The South Side’s Experimental Station has received a $250,000 Farmers Market Supplemental Nutrition Assistance Program (SNAP) Support Grant.

The Experimental Station supports Hyde Park’s 61st Street Farmers Market, as well as other markets on the South Side, and seeks to foster Chicago’s cultural infrastructure.

The SNAP program provides nutritional assistance to low-income residents of the South Side, who receive monthly benefits through an electronic benefits transfer (EBT) card. The grant received by farmers markets will help to ensure that EBT cards can be used for the purchase of groceries at participating markets.

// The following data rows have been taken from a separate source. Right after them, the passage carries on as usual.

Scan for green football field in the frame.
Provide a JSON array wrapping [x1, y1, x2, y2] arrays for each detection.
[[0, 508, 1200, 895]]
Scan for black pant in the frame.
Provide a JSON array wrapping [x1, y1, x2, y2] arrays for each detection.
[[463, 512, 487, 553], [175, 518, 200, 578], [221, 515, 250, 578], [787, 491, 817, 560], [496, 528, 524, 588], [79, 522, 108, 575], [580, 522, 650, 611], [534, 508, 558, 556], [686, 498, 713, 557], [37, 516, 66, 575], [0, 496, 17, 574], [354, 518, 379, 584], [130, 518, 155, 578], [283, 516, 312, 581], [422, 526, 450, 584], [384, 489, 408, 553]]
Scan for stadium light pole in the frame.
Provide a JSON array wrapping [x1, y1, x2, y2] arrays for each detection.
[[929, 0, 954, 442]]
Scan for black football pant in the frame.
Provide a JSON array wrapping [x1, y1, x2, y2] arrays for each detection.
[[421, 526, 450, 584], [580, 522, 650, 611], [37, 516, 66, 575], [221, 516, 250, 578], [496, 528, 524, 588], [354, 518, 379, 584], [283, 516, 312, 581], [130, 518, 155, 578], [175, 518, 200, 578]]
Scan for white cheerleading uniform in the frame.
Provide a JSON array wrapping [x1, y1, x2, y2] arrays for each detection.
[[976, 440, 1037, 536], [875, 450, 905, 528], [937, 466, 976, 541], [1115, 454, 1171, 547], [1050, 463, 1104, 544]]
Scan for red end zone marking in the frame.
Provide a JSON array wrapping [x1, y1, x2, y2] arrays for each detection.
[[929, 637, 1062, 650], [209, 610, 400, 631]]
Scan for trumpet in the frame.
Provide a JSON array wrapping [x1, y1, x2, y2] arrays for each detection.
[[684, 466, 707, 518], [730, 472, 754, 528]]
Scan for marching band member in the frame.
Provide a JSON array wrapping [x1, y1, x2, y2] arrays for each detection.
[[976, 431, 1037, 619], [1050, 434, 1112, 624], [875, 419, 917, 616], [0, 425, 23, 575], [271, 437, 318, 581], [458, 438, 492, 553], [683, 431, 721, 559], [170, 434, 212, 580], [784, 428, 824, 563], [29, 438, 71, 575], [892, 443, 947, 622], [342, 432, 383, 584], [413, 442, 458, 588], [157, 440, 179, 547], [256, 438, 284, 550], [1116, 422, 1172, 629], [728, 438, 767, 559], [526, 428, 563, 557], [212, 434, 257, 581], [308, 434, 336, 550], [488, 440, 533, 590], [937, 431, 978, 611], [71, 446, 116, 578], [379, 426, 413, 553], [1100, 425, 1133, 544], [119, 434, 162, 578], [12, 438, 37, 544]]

“The Farmer’s Market SNAP Support Grant program is indeed a necessary initiative. Many farmers markets in Illinois would like to be able to accept SNAP, but do not have the resources [technology and employee training] to do so. The Experimental Station will be able to assist markets throughout Illinois to accept SNAP by providing needed funds to implement and administer their Electronic Benefit Transfer (EBT) / SNAP programs,” said Connie Spreen, founder and executive director of the Experimental Station.

The grant, totaling $8.1 million nationally, is also used for training SNAP employees and raising awareness amongst participants about the opportunity to purchase fresh foods at local markets.

Markets around the nation, like those supported by the Experimental Station, are benefiting from the $34.3 million of new funding issued by the United States Department of Agriculture (USDA) by means of four programs. These initiatives are dedicated to local food systems in order to encourage the consumption of locally grown foods and to stimulate rural economies.

“We’re excited to be able to help ensure that markets have the resources they need to serve all of the members of their communities, regardless of income level,” Spreen noted.